7 April 2015 Norfolk’s Specials are preparing to take part in an intensive training event this weekend as figures reveal the volunteer officers clocked up more than 80,000 hours on duty over the last 12 months. The two-day course is set to take place at the National Construction College, Bircham Newton near King’s Lynn, with issues including domestic violence, drink driving, burglary, public order, ‘stop and account’ and ‘theft and custody’ being tackled. Between 1 April 2014 and 31 March 2015 Specials carried out a total of 12,688 duties and completed 81,484 hours.
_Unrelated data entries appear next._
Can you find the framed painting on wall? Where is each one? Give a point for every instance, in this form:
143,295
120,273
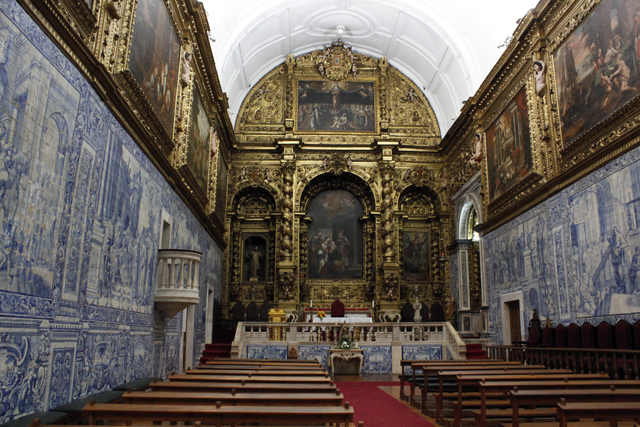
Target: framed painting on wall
254,260
199,141
597,67
155,58
345,106
221,189
335,236
509,157
415,251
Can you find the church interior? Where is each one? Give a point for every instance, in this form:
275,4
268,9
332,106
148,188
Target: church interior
287,193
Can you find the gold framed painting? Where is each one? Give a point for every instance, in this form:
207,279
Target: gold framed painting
508,147
154,60
199,149
597,67
347,106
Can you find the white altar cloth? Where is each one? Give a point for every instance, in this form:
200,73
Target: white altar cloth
351,319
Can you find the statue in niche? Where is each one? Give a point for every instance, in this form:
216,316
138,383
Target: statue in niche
477,155
539,73
254,259
186,69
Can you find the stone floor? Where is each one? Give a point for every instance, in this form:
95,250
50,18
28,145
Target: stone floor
392,390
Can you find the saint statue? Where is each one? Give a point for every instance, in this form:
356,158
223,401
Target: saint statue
186,68
254,256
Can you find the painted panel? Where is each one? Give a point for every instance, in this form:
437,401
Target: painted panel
464,280
377,359
581,253
199,141
421,352
326,106
597,67
80,209
267,352
317,352
509,147
155,58
335,235
221,189
415,247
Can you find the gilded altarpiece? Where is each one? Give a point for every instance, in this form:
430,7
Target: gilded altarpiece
346,128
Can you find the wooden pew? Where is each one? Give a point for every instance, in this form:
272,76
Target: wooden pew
262,372
273,362
261,367
222,415
237,399
407,364
575,381
472,379
551,397
451,373
251,379
433,368
611,411
205,386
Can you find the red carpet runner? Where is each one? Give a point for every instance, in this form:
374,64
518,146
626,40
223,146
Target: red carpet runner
377,408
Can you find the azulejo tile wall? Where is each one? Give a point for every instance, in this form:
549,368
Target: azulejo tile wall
267,352
80,222
421,352
576,256
317,352
377,359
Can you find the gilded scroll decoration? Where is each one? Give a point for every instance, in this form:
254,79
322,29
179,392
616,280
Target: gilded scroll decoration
265,102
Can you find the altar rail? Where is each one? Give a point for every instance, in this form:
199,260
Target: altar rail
393,335
619,364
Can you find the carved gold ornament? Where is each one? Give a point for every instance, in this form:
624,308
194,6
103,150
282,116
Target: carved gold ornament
336,62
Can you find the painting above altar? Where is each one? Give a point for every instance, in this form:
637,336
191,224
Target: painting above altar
335,236
326,106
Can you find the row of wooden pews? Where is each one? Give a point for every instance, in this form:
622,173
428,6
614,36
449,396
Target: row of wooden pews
234,391
488,393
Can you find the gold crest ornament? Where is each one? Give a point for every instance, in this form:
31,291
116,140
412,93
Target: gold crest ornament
336,62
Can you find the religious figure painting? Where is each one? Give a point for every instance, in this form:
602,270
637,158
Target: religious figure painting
155,58
335,236
598,67
199,141
415,249
509,147
221,189
255,250
326,106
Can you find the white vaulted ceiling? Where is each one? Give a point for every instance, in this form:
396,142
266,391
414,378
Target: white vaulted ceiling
447,47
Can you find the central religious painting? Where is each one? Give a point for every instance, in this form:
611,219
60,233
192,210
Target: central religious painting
155,58
345,106
335,236
509,157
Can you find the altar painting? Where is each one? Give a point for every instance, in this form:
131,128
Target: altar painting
326,106
335,236
508,139
155,58
597,67
198,151
415,250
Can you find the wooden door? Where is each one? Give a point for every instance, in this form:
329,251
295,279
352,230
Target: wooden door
514,321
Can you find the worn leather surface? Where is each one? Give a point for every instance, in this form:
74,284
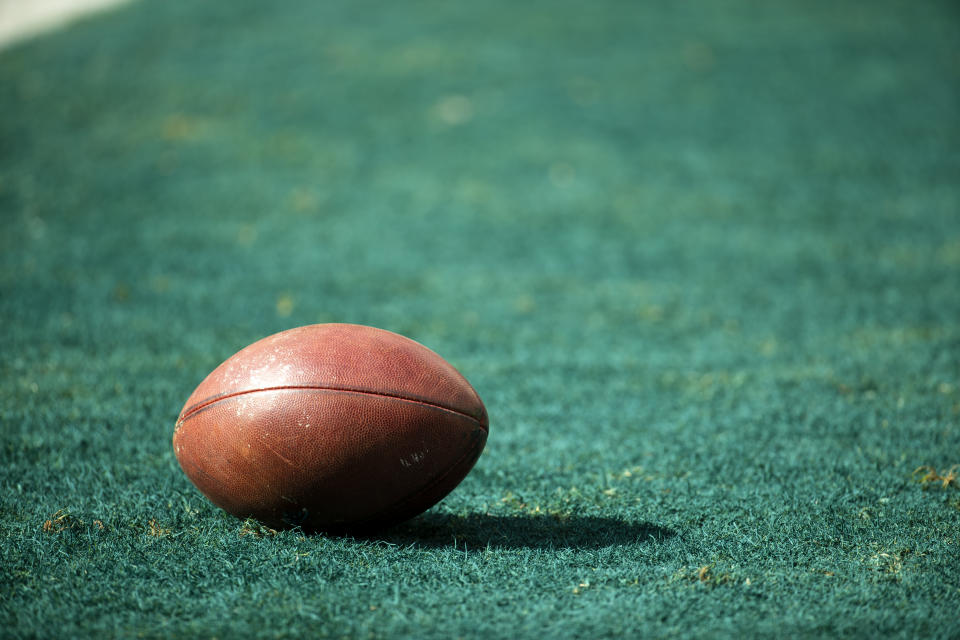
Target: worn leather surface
330,427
Norfolk Constabulary’s Deputy Chief Constable Charlie Hall, who is attending the event, said Specials played an integral part in the policing of Norfolk. “Special constables carry out a crucial role in supporting the work of Norfolk Constabulary and the service we provide to the community,” he said. “I am very much looking forward to attending the event and witnessing first-hand the hard work and commitment our Specials continue to show, they are a true credit to the county they serve.” In the last 12 months Specials also carried out 530 stop/searches, 366 licensing checks and 149 drug seizures. The purpose of the 11th/12th April event is to build the confidence of new recruits as they begin their duties and give an opportunity to the more experienced officers to refresh their knowledge of the role. Specials Manager, Sue Goode, said: “The feedback we have had from Specials who took part in previous exercises has been excellent.
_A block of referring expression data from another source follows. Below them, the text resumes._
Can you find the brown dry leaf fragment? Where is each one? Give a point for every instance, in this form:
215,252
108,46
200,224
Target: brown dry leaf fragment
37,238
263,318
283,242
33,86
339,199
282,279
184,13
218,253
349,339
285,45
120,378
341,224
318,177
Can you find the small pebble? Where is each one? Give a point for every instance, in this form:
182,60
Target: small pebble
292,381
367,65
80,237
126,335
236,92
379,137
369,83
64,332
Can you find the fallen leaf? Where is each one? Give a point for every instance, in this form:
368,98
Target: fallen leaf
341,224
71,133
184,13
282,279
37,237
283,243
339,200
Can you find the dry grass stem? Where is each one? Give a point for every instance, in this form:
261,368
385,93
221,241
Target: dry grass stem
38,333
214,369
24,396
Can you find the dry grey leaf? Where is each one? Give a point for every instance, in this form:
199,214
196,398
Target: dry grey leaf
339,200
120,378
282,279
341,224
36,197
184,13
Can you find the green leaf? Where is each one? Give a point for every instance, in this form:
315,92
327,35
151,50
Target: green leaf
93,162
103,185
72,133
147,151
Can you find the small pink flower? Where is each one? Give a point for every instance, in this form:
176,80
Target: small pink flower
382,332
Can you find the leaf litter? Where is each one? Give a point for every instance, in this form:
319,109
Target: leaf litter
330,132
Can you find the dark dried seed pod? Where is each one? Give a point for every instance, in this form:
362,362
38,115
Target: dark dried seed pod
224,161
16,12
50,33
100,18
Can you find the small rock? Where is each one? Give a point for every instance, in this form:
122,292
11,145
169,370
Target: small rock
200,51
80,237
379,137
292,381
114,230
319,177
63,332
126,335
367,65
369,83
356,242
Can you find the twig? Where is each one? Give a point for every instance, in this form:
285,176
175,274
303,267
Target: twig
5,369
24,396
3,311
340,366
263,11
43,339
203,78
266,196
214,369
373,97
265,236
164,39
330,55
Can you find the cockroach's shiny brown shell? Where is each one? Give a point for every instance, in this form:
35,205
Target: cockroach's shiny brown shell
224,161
The event really encourages Specials to think about how they would tackle a range of scenarios. “We have a highly professional Special Constabulary which makes a considerable contribution to the operational side of policing.” Special Chief Officer Malcolm Pearson MBE, added: “Being a Special is a very rewarding, fulfilling and interesting role where no two duties are the same. “Norfolk is always on the look-out for committed individuals who are keen to experience the world of policing while supporting their local community.” Stephen Bett Norfolk’s Police and Crime Commissioner (PCC) added: “The Specials are highly committed individuals giving freely of their time, skills and experience to make a difference in our county. They are, and will continue to be, a highly valued part of Norfolk s policing service. The Special Constabulary is a voluntary body to help the regular police force in meeting the policing needs of the community.

Their roles include providing highly visibility patrols and helping police major incidents and events.

Special Constables provide a vital link in the partnership between the police service and the public.